Bab 70: Apakah Mudah?
Yu Yue pernah terpikir untuk membawa kucing itu pulang dan merawatnya, tapi ayahnya sedang dirawat di rumah sakit selama lebih dari setengah bulan. Rumah sering kosong, jadi meskipun dibawa pulang, tidak ada yang bisa mengurusnya.
Suara Yu Yue terdengar datar, “Asrama tidak mengizinkan memelihara hewan, dan aku juga tidak bisa membawanya pulang karena tak ada yang mengurus.”
Dari atas kepala terdengar suara rendah dan santai seperti biasa, “Bisa dititipkan di rumahku.”
Jari-jari Yu Yue sempat terhenti, “Apa tidak merepotkan?”
Orang itu bicara malas-malasan, “Tidak masalah, tapi kamu harus sering datang untuk mengurusnya, aku tidak ada waktu.”
Yu Yue mengangkat tangan, menyentuh kepala kucing itu dengan lembut. Si kucing belang tiga sudah tidak takut lagi, bahkan menggesekkan kepalanya ke telapak tangan Yu Yue.
Yu Yue membelai kepalanya pelan, lalu mengangkat kucing kecil itu, “Baiklah, aku bawa dia periksa dulu.”
Kebetulan ada klinik hewan di dekat situ.
Petugas yang mengenakan masker dan sarung tangan menggendong kucing itu, “Kakinya terluka, perlu ditangani dan diperiksa, sekitar dua jam. Kalian bisa kembali nanti.”
Setelah mengatakan itu, petugas membawa si kucing masuk ke ruang kerja untuk memandikannya.
Meja kerja hanya dipisahkan pagar setinggi pinggang dari luar, tidak ada penghalang lain.
Mereka berdua mengamati adegan mandi kucing kecil itu.
Kucing itu memang kurus, usianya mungkin baru beberapa bulan. Ditambah bulunya agak kusut, setelah basah, bulu menempel di badannya, terlihat sangat ceking.

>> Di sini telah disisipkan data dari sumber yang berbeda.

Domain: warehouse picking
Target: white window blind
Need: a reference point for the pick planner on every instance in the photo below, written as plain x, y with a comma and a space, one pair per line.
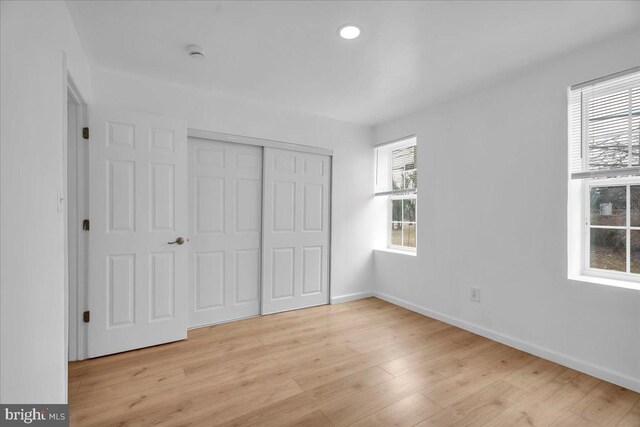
396, 168
604, 127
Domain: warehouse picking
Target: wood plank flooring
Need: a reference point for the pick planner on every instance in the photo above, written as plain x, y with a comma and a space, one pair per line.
362, 363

Dai Heng menundukkan kepala, menatap sejenak, lalu berkomentar, “Kucing ini jelek sekali.”
Yu Yue tidak menoleh, “Seperti kamu.”
“...”
“Bagian mana yang mirip? Aku ini ganteng setengah mati.”
Yu Yue hanya tersenyum tipis, tidak memberi tahu bahwa kucing belang tiga itu sebenarnya primadona di dunia kucing.
Dai Heng memasukkan kedua tangan ke saku celana, lalu menabrakkan bahunya pelan ke Yu Yue, “Ayo kasih nama. Bagaimana kalau namanya Kecil Tiga?”
Yu Yue, “Kamu ada-ada saja.”
Dai Heng tertawa pelan, bahunya sampai bergetar, “Di rumah kita, kamu yang tertua, aku kedua, jadi dia Kecil Tiga.”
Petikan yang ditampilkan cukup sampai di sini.